Los patios que daban nombre a la abadía de San Esteban eran tres. En el primero, de piso de adoquín y paredes encaladas, sin ningún lujo arquitectónico, había unos chopos muy tristes y transparentes podados con esmero, aunque a mí me parecieron delicados de salud; tres o cuatro veladores metálicos y pintados de blanco, y con sillas a juego, indicaban que era un lugar en el que se consentía la tertulia o, al menos, la plática piadosa entre quienes visitaban la abadía o se alojaban en el antiguo hospital de peregrinos convertido en casa de espiritualidad, si bien, en aquel momento, allí no había nadie, ni paseando en solitario ni conversando en grupo. En el segundo patio, de planta rectangular, había unas arcadas laterales de muy poquita prestancia, con sólidas pero poco airosas columnas de mármol y techo sostenido con vigas de madera; había a cada lado tres puertas pequeñas y de madera sencilla, y no había modo de deducir si se trataba de celdas para huéspedes externos o de graneros, almacenes, lavaderos o cualquier otra dependencia por el estilo. Lo que parecía claro era que aquellos dos primeros patios fueron construidos como antesalas tardías del tercero. Y es que el tercer patio era espectacular.

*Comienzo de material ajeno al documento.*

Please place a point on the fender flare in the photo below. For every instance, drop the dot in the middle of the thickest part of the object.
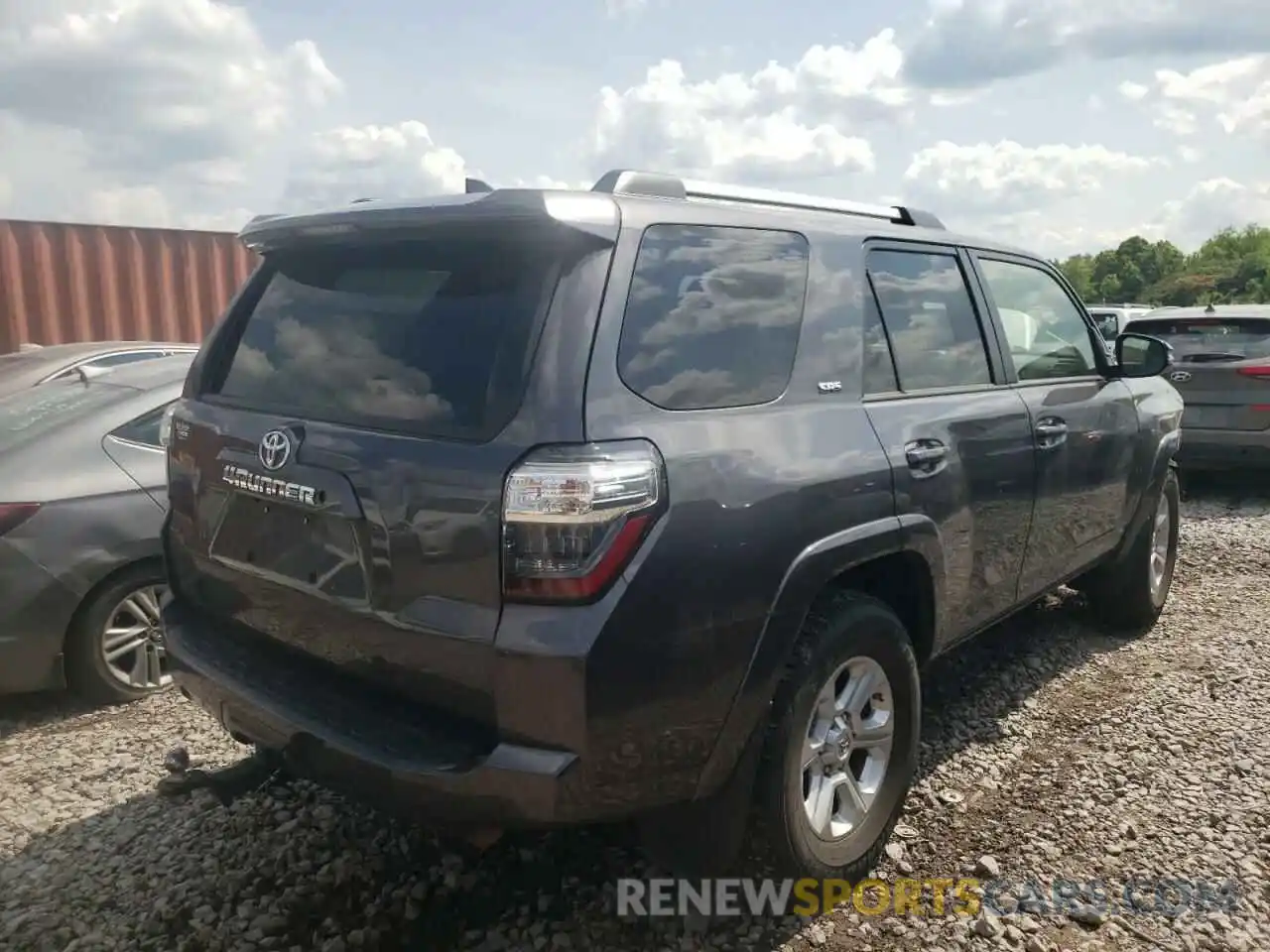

Yo no sé nada de estilos arquitectónicos, pero San Esteban de los Patios es una abadía con material informativo y publicitario muy bien maquetado, muy bien impreso y con un texto conciso y lo suficientemente distante de un lector profano como para que te impresione. De aquel patio tan llamativo, el folleto que habíamos cogido en recepción decía que estaba enmarcado por un claustro de estilo cisterciense con influencias gótico mudéjares y cubierto con veinte bóvedas de crucería sencilla, cuyos arcos se apoyan en robustos contrafuertes. El conjunto, desde luego, era de mucho efecto y yo enseguida comprendí que en aquel lugar podían ocurrir cosas muy sublimes y enjundiosas. Y no sólo porque las bóvedas, los arcos y los contrafuertes pusieran mucha solemnidad y mucha sensación de aguante y dureza en el conjunto, sino porque de verdad se notaba que aquellas piedras tenían mucho visto y mucho guardado, que en aquella abadía, en sus muchos años de existencia, había pasado de todo y allí seguía ella, impertérrita, recargada, poderosa, dispuesta a meter en vereda a los descarriados más escandalosos y a sacar de sus casillas, en el sentido místico de la expresión, a los más encogidos y materialistas. En aquel sitio se adivinaba que hubo, había y seguiría habiendo mucho disloque.